What happened, where and when?
The Lassa Fever outbreak in Nigeria keeps escalating with a cumulative 5,295 cases since week 1 of 2024, 150 deaths have been recorded so far, 806 confirmed cases include 32 healthcare workers affected in 27 states including the FCT. The worst affected states are Bauchi, Taraba, Edo, Ondo, Plateau, Benue, Cross River, Rivers, Anambra, and Ebonyi States with 125 local government areas.
Since February when the cases began to peak, NRCS has been called for support from MoH and through various response platform in place. Branches demands for Red Cross help continue to be recorded from 29th March to 2nd April following the worsening of the situation. Indeed, although Lassa fever disease is endemic in Nigeria, a case fatality rate (CFR) of 18.8% reported on week 12 is appalling and several gaps identified in coordination with health partners raised a lot of concerns. The number of cases also drastically increased compared to the same period in 2023 i.e 5,029 suspected cases from January to week 12 compared to the same period in 2023, which was 3,361.
In the reporting EPI week 12, there were 25 new confirmed cases, 303 suspected cases, 6 deaths and case fatality of 24% reported, with Ondo, Edo, Bauchi, Taraba, Benue, and Ebonyi States highlighted as hotspot zones. In total for 2024, 27 States have recorded at least one confirmed case across 125 Local Government Areas. The National Lassa fever multi-partner, multi-sectoral Incident Management System has been activated to coordinate response at all levels at the Emergency Operations Centre (EOC). So far, the response has been coordinated through 8 pillars namely: Coordination, Research, Risk Communication, Surveillance, Case Management, Logistics, Laboratory, Infection Prevention and Control, and Safe burial.
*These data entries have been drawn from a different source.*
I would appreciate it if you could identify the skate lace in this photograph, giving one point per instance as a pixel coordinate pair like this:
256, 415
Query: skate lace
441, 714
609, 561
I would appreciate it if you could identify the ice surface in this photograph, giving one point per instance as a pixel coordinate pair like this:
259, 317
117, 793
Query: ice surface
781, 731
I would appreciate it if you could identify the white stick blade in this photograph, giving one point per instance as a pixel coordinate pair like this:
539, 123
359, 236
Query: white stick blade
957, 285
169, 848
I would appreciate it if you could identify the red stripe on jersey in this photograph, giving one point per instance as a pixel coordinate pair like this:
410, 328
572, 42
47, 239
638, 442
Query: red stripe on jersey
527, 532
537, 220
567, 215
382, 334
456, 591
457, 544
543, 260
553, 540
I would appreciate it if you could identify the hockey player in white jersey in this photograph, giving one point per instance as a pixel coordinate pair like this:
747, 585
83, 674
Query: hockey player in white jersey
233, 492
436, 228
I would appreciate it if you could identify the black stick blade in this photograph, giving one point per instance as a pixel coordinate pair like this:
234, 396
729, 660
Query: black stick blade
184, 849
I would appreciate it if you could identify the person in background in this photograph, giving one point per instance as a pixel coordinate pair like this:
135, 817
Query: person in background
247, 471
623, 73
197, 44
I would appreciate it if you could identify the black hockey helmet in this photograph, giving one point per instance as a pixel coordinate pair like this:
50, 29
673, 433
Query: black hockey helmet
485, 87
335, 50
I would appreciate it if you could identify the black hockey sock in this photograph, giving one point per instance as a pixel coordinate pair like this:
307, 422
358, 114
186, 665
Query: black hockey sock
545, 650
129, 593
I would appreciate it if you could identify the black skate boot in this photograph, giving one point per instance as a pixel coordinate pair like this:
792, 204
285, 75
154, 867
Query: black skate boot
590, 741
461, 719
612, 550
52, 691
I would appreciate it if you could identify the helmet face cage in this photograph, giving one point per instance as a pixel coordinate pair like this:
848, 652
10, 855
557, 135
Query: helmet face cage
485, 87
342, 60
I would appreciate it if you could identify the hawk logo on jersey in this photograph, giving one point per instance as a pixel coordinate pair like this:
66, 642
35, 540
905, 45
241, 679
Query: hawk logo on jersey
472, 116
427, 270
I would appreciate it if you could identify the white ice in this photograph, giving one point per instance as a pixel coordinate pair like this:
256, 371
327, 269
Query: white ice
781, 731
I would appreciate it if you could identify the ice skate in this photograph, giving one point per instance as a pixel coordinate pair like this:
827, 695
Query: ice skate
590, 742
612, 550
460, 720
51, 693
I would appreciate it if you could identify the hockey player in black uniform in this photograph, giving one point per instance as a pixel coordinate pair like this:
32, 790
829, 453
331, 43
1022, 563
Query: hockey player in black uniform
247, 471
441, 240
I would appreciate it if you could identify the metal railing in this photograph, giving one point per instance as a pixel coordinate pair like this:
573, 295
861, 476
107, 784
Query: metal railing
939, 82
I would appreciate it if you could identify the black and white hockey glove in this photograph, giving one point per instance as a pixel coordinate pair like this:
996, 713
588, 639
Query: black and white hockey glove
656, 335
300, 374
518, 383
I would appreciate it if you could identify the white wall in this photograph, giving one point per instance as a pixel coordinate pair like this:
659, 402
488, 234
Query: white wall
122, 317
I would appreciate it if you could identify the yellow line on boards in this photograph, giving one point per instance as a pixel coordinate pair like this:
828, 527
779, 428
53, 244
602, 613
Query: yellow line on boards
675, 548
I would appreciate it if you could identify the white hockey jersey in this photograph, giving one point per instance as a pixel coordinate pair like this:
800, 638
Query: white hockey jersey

Even though the cases are higher than past year similar period, the emergency is due to the fatality rate which is >18% and in some states higher. Both NCDC and MoH highlight the gaps and needs on this situation. There is also an important delay between the data collected and the available published reports which could hide a bigger situation. Furthermore, there is a clear expansion of this outbreak in non endemic areas. Both non endemic states and LGAs that have never reported cases in the most vulnerable endemic states are affected.
NCDC following the gaps observed on RCCE and case findings, addressed to the NS the request to scale-up those areas.